As I am Dutch, most of this website is written in Dutch. Having said this, I’d like to present four of my projects in English:
Until Death Do Us Part | Veiled | And the Waters Were a Wall | Faith to this Land of Mine
My great-aunt Annie did not survive WOII. She died in the Sobibor extermination camp. In my view, the part about her story that is even more touching, is that she had a boyfriend called Hans. They somehow managed to get married in Dutch transit camp Westerbork.
They were husband and wife for 36 days, until death parted their ways. When I first heard about that, I was speechless. How was that even possible? Getting married in a camp?
But it turns out they weren’t the only ones. Friederika married David. Kitty married Leo. Margot married Siegfried. Hundreds of people got married in Westerbork. And never before that part of history had been properly looked into.
When I started digging through the archives I found wedding photos, cards congratulating couples, wedding menues. And I started photographing the former camp site, over and over again, to try and somehow make sense of it all.
I have made a book about it with the aim of honouring the couples of the past and touching today’s readers: Tot de dood ons scheidt (‘Until Death Do Us Part’). See my webshop (Dutch only).
It’s one of the most controversial garments in the western world: the niqab, a veil that covers the entire face apart from the eyes. Laws banning the garment have already been introduced in several countries, and niqabi women who are still allowed to wear it meet a lot of hostility on the streets. Who are the women who choose to wear this piece of cloth, despite all the controversy? What do they find funny, beautiful? What is femininity to them? Would they differ much from me: a non-believing woman?
Driven by this curiosity I spent three years in the search for niqabi women. I photographed them the way I got to know them. Not as the ‘black box’ many people take them for, but as colourful individuals, for instance showing the garments they prefer to wear at home with their families. Gradually I also discovered how much these pictures told about myself.

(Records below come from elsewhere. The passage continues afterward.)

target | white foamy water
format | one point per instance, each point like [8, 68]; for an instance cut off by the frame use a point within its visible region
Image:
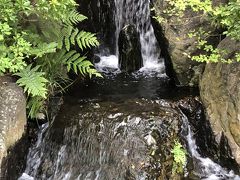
[108, 64]
[136, 13]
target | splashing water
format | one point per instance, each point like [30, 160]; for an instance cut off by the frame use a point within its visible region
[206, 169]
[137, 13]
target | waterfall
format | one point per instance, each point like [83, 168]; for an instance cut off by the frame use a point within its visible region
[137, 13]
[205, 168]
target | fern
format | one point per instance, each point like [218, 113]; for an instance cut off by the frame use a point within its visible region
[33, 81]
[84, 39]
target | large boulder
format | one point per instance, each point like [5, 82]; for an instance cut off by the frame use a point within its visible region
[12, 117]
[130, 57]
[180, 46]
[220, 92]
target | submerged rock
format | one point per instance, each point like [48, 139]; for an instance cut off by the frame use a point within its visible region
[130, 57]
[108, 140]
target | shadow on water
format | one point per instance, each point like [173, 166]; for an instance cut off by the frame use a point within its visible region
[123, 86]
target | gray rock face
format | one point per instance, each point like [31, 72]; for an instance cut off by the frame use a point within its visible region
[220, 92]
[12, 115]
[130, 57]
[176, 30]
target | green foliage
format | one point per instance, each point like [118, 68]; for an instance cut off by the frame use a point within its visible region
[33, 36]
[225, 16]
[180, 158]
[228, 17]
[33, 81]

They reveal what had surprised me, and therefore undeniably, what my expectations had been.
* English language interview about Veiled at Lenscratch: http://lenscratch.com/2018/10/dutch-week-saskia-aukema/
As soon as my partner Richard Bank and I learned of the existence of an eruv in Amsterdam, we felt compelled to honour it, put it to good use. Delving more deeply into the subject, we were transfixed by the image of water that had always flowed freely through the landscape, suddenly taking on a deeper significance when rabbis reassigned the landscape. The people who lay down boundaries have been doing this for centuries: drawing imaginary lines on a map, which you cannot see on the ground.
The aim of this particular boundary was to allow the small orthodox Jewish community in Amsterdam to carry objects on the Sabbath, the day of rest. In line with the story in the Book of Exodus, when Moses parts the sea to rescue the Israelites, Jewish law says that water can serve as a boundary to demarcate an eruv.
We were moved by the time and effort that the rabbis had obviously put into creating this boundary, and the good will of the government bodies that had agreed to this highly unusual request.
As well as feeling admiration, we were also intrigued: a boundary steeped in ancient, but largely unknown, tradition – with all the fictive and practical elements this entails. Photographing a 75-kilometre boundary felt like a treasure hunt: if you bow your head and look over the edge of the Amsterdam quays, you see micro-landscapes emerging before your eyes. And the dark water appears to rise up to form a wall.
commissioned by the Amsterdam City Archives.
* Dedicated website (Dutch language only): https://enhetwaterwaseenmuur.nl/
King’s Day is a day of exuberant celebrations in the Netherlands: everyone wears orange, brass bands take to the streets and the beer taps work overtime. Since 1983, this Dutch festivity has also been organised in the Spanish coastal town of Benidorm, a popular abode for thousands of Dutch sunseekers. I went to see it for myself two years running.
(The expression ‘Faith to this land of mine’ (‘den vaderland getrouwe’) is a well-known line from the Dutch national Anthem.)